Death Cab For CutieVor ziemlich genau zwei Jahren spielten DCFC hierzulande ihr erstes Konzert. Genauer: Am 23. Februar 2004 in der Szene Wien. Mit ihrem fünften Album "Transatlanticism" hatten sie im Jahr davor ein wunderbares Stück Musik unters Volk gebracht. Eine Platte, die jedes Indie-Herz höher schlagen ließ und dank Grand Hotel Van Cleef bzw. Wohnzimmer Records auch in Österreich auf den Markt kam. Wenn auch erst Monate nach dem US-Release. Aber für gute Platten ist es bekanntlich nie zu spät. Wirklich herumgesprochen hatten sich die Qualitäten des Vierers aus Seattle zu diesem Zeitpunkt allerdings noch nicht. Das Live-Debut von DCFC auf heimischen Bühnen war alles andere als ausverkauft. Habe ich mir sagen lassen. Von einem Konzert im familären Rahmen wurde mir erzählt. Einem, das für die wenigen Anwesenden jedoch zu einem ganz besonderes Erlebnis wurde. Wie meistens, wenn man eine Band vor dem großen Durchbruch miterleben darf.

Die Zeiten haben sich geändert. DCFC genießen inzwischen nicht nur jenseits des Atlantik Kultstatus, sondern können sich auch hierzulande einer beachtlichen Fangemeinde erfreuen.

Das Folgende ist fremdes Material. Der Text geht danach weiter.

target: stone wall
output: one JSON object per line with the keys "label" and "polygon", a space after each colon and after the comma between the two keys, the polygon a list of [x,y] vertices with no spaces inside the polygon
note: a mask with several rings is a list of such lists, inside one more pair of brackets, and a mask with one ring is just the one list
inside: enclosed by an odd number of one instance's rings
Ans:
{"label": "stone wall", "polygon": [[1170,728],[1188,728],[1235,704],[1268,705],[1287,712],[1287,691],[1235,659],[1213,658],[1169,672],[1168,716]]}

Gründe dafür gibt es mehrere. Zuallererst hat "Transatlanticism" seinen Weg gemacht. Auch ohne große Plattenfirma im Rücken. Ganz im Gegensatz zum Nachfolger "Plans", der erstmals in der Bandgeschichte bei einem Major-Label veröffentlicht wurde. Und auch vollkommen zurecht für Furore sorgte. Kaum eine Bestenliste des vergangenen Jahres, wo DCFC mit ihrem sechsten Longplayer nicht vertreten waren. Einen weiteren nicht gerade unbeträchtlichen Karriereschub brachte eine Mainstream-TV-Serie, wo der Hauptdarsteller öfters mit einem Band-T-Shirt zu sehen ist und ein ums andere Mal DCFC als seine Lieblingsband bezeichnet. Nie gesehen, trotzdem hat es sich auch bis zu mir herumgesprochen, dass "O.C., California" zumindestens hinsichtlich Musik einiges zu bieten hat. Beispielsweise den Titelsong von Phantom Planet, die dadurch mit "California" im zweiten Anlauf einen Hit landen konnten. Oder auch DCFC, die Songs für den Soundtrack beisteuerten und in der zweiten Staffel sogar einen Gastauftritt haben. Massenkompatibler Nachhilfeunterricht für guten Musikgeschmack.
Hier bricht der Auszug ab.